Bonferroni adjusted significance level for multiple comparisons is p = .0014 for Quantity/Frequency variables and .0017 for Timing variables.

**

Blood alcohol concentration (BAC) was estimated via the BACCuS technique (Markham et al., 1993).

For timing, DDD during the pregnancy is a better measure (as indicated by stringent alpha levels) than are estimated peak BAC measures when predicting child performance on non-verbal intelligence in the first two trimesters and attention in the first and third trimesters.
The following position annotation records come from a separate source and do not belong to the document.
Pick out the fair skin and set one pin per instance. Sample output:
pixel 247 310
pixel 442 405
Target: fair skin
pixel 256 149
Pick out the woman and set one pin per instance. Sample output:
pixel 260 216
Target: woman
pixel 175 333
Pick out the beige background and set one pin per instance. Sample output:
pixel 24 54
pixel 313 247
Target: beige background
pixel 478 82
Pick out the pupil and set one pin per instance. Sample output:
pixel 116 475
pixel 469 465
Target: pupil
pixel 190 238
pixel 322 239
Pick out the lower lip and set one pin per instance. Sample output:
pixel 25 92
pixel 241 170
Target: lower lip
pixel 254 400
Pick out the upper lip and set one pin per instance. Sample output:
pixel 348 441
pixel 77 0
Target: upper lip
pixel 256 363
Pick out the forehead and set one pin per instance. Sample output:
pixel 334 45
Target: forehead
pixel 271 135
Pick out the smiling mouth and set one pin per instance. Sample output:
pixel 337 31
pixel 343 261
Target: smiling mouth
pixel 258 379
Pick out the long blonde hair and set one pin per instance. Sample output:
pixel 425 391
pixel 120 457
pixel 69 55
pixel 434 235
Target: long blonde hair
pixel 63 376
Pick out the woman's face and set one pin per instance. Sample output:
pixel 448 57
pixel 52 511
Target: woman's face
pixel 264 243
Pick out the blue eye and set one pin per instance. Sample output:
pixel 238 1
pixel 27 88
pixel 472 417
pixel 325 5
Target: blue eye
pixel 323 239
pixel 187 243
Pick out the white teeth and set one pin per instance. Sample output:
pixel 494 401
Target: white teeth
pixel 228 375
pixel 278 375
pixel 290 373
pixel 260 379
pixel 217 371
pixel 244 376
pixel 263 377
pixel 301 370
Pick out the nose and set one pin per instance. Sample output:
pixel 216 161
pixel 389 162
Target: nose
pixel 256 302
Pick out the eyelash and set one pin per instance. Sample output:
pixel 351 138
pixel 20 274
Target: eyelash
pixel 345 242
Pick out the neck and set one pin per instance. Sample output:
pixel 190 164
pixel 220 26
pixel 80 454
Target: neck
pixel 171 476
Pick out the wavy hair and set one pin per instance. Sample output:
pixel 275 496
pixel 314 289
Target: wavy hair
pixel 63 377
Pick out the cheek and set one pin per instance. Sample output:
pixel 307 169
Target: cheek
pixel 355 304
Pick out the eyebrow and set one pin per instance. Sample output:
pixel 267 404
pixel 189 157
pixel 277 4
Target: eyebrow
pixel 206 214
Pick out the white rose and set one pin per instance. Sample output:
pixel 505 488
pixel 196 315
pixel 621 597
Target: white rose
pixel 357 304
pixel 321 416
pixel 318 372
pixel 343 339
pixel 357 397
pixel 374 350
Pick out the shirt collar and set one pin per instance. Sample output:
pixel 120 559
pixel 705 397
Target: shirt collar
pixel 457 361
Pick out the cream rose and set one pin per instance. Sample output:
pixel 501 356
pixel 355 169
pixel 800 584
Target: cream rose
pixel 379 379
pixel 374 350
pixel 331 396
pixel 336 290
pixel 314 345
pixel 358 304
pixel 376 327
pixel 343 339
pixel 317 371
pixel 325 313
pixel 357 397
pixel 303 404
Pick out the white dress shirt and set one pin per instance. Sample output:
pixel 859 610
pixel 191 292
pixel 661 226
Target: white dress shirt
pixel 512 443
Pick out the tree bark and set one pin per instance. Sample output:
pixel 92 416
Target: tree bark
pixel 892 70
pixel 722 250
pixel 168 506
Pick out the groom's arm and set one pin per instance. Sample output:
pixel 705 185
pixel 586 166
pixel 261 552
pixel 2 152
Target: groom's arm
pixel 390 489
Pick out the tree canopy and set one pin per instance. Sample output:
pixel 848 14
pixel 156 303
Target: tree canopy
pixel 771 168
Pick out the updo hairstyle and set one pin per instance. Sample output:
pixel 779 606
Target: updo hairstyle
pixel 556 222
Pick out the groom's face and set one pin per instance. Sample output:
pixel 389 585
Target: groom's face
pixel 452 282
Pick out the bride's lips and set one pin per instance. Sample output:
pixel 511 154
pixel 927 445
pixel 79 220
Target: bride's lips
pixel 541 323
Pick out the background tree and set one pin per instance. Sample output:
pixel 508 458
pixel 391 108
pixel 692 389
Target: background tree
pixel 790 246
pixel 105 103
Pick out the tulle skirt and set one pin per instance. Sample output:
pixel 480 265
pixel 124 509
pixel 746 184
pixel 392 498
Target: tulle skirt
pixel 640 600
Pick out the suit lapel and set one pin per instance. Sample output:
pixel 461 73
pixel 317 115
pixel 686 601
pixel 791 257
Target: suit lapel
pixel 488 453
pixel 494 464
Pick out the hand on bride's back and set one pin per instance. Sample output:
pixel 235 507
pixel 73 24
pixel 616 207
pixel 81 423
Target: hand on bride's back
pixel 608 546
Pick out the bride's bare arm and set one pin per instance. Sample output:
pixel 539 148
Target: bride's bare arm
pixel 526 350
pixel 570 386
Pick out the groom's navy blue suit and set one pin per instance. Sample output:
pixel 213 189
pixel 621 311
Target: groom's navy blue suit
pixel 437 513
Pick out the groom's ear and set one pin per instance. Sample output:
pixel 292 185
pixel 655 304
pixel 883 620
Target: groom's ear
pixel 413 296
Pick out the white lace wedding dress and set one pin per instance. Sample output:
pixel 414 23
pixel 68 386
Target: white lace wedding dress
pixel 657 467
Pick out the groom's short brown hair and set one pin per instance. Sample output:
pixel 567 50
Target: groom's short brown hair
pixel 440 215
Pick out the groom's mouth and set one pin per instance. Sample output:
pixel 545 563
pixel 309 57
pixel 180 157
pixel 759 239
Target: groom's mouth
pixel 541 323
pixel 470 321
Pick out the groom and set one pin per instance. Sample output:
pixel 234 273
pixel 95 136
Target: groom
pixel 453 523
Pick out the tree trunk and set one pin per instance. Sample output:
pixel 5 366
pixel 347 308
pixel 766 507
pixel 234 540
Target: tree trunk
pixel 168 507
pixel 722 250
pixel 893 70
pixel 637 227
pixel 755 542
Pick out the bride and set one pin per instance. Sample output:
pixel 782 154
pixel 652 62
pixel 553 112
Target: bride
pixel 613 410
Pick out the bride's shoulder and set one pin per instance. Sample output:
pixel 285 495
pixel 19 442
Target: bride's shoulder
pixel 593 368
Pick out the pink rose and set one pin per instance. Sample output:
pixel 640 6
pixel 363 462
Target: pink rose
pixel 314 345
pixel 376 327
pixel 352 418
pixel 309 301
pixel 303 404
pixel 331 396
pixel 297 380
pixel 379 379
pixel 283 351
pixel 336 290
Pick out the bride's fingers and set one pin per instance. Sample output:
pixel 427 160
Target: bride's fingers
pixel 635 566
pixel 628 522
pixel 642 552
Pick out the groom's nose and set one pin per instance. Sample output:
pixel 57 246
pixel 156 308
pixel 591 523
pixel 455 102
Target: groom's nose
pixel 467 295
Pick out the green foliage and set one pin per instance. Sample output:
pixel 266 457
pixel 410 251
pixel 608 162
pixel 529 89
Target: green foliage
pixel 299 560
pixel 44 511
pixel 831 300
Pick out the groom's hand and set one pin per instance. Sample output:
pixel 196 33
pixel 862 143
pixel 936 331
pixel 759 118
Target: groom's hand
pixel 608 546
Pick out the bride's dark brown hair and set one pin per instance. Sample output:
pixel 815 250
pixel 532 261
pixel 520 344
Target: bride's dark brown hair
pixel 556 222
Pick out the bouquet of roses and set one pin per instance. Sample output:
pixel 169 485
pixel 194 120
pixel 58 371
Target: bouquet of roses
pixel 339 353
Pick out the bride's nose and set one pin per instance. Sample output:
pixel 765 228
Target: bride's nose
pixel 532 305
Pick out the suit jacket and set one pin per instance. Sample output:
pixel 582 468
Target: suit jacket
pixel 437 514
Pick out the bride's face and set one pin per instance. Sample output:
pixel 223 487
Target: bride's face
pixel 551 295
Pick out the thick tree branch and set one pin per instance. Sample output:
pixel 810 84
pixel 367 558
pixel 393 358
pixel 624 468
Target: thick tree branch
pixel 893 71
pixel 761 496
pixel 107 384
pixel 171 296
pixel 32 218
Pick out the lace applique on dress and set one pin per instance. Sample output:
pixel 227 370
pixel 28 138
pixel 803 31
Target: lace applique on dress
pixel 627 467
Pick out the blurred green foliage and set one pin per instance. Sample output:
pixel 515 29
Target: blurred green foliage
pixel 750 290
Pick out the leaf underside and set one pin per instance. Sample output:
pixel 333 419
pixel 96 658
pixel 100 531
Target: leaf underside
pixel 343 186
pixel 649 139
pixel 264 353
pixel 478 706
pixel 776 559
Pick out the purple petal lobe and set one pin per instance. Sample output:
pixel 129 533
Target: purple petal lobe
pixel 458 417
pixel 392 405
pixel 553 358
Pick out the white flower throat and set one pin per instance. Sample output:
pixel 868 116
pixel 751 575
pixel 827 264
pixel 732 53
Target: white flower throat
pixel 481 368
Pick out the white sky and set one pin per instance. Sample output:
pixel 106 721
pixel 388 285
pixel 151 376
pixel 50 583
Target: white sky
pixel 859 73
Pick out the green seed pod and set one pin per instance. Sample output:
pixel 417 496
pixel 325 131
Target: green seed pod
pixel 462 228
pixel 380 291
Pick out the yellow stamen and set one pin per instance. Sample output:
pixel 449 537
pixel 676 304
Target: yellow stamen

3.5 Predicting FASD from drinking behavior over pregnancy trimesters

Based on these results, binary logistic regression analyses were utilized to predict FASD from maternal drinking (DDD) by trimester (Table 5). Seven analyses were conducted, and three were statistically significant at the Bonferroni-adjusted level (α= .007). The odds of giving birth to an FASD child are 12 times greater for mothers who reported drinking only during the first trimester compared to those who reported no drinking, although the 95% confidence interval is quite large (4.13 to 35.8). Nagelkerke R2 = .27 suggests that a little over a quarter of the variability in FASD is predictable from first trimester drinking. The odds of giving birth to an FASD child increase to about 61 times greater than for non-drinking mothers (95% CI, 13 to 291) for mothers who drink during the first and second trimesters only. The odds of giving birth to an FASD child further increase to about 65 times greater (95% CI, 23 to 180, Nagelkerke R2 = .65) for mothers who reported drinking during all trimesters.

Table 5.

Comparisons of Binge Logistic Regression-Generated Odds of FASD Births for Mothers’ Drinking Behavior over Pregnancy Trimesters

Drinking Behavior n1/n2 Wald (1 df) p Odds Ratio 95% CI for Odds Ratio Nagelkerke R2
Lower Upper
First trimester only vs. no drinking 21/92 20.53 <.001* 12.15 4.13 35.8 .27
First and second trimesters only vs. no drinking 22/92 26.37 <.001* 60.76 12.68 291.36 .50
All trimesters vs. no drinking 70/92 64.01 <.001* 64.81 23.33 180.11 .65
Third trimester only vs. no drinking 2/92 1.56 .212 6.08 0.36 103.31 .28
First and second trimesters vs. first trimester only 22/21 3.39 .066 5.00 0.91 27.74 .14
All trimesters vs. first trimester only 70/21 7.07 .008 5.33 1.55 18.33 .13
All trimesters vs. first and second trimesters only 70/22 0.01 .940 1.07 0.20 5.71 .00
*

p < .007

Note: There were no Drinking Behavior cases for which there were both second and third trimester data, and no corresponding first trimester data; therefore, this particular combination of drinking behavior is not represented on the table above.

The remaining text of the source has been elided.